Il modo in cui i farisei eseguirono la condanna a morte è considerata un’informazione importante per datare gli eventi. Durante l’occupazione romana, infatti, le condanne a morte venivano eseguite per crocifissione, e non per lapidazione. Qualche storico si è azzardato a supporre che questa discrepanza abbia un senso storico: ai tempi di Pilato, il governatore della Giudea nella prima metà del primo secolo d.C., il sinedrio non aveva il diritto di condannare a morte un uomo, quindi Stefano deve essere morto dopo, in un periodo di interregno tra un procuratore e l’altro. Pilato venne effettivamente sollevato dall’incarico nel 36 tra le proteste: non per avere consentito l’uccisione di Gesù, ma per avere represso una rivolta nel sangue.

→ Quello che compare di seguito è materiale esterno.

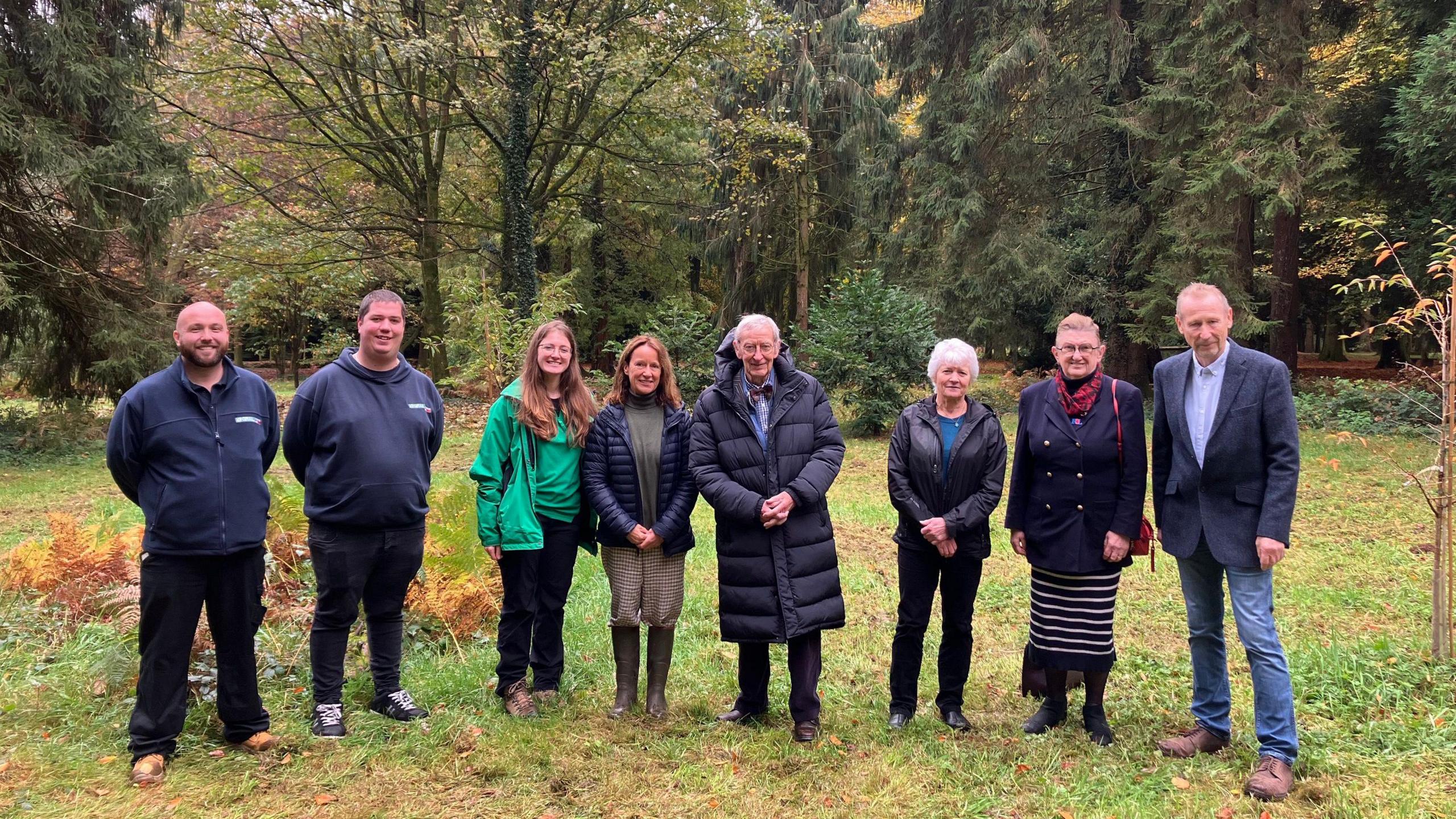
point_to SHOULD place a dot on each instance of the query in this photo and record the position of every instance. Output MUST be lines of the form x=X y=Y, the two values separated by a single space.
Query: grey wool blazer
x=1250 y=473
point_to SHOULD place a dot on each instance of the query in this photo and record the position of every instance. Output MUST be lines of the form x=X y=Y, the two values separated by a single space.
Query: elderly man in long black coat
x=765 y=451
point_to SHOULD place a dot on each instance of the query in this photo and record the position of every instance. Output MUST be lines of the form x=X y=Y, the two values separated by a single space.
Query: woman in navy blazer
x=1074 y=507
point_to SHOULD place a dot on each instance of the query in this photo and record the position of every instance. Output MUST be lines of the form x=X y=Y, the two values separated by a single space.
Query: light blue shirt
x=1202 y=400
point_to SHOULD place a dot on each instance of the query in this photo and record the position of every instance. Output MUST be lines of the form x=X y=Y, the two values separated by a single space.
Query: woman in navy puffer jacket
x=637 y=478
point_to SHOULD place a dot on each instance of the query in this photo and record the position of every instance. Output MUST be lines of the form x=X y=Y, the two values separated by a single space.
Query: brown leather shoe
x=259 y=742
x=149 y=770
x=1190 y=742
x=805 y=732
x=1272 y=780
x=519 y=700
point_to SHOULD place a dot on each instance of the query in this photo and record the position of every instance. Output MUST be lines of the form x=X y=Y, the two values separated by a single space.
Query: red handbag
x=1143 y=543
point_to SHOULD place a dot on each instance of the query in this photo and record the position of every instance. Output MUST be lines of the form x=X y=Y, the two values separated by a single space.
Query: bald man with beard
x=190 y=445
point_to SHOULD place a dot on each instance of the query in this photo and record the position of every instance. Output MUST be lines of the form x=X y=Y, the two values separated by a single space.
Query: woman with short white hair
x=947 y=465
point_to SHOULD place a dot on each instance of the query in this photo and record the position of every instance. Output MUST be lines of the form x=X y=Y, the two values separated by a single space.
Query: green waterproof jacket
x=504 y=473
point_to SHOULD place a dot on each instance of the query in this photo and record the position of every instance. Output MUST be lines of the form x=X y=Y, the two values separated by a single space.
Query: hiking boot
x=398 y=706
x=518 y=700
x=627 y=652
x=328 y=721
x=1190 y=742
x=1094 y=719
x=1272 y=780
x=659 y=660
x=259 y=742
x=149 y=770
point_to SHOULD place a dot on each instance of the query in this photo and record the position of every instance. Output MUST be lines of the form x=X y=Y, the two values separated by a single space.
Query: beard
x=201 y=358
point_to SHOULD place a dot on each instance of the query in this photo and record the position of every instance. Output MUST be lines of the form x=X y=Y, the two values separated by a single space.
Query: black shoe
x=1049 y=716
x=957 y=721
x=328 y=721
x=1094 y=719
x=398 y=706
x=740 y=717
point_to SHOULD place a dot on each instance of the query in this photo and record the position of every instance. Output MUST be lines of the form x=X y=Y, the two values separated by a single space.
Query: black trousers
x=533 y=605
x=805 y=662
x=958 y=577
x=173 y=591
x=360 y=566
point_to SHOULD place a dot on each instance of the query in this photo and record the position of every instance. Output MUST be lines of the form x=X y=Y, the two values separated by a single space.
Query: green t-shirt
x=558 y=475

Non è detto, ovviamente, che le cose siano andate così: forse Stefano fu semplicemente vittima di un linciaggio, forse l’intenzione dei sacerdoti non era ucciderlo, e la cosa scappò di mano.
Il culto di Stefano divenne popolare a partire dal quinto secolo d.C., quando le sue presunte reliquie cominciarono a riempire diverse chiese: il cranio andò alla basilica di San Paolo fuori le mura, a Roma, tranne qualche frammento che si trova a Putignano, in provincia di Bari. Un braccio alla chiesa romana di Sant’Ivo alla Sapienza, un altro braccio in quella di San Luigi dei Francesi, un altro ancora a Santa Cecilia in Trastevere, uno ancora a Capua, in provincia di Caserta: evidentemente qualche braccio non era suo.
Jacopo da Varazze, vescovo e agiografo che visse nel tredicesimo secolo, sostenne che in un primo momento la ricorrenza di Santo Stefano si festeggiava nello stesso giorno del ritrovamento delle presunte reliquie, il 3 agosto. Poi si decise di spostarla a fine dicembre, quando cioè la tradizione cristiana ricorda altre figure ritenute molto vicine a Gesù Cristo, come San Giovanni evangelista (che si celebra il 27 dicembre).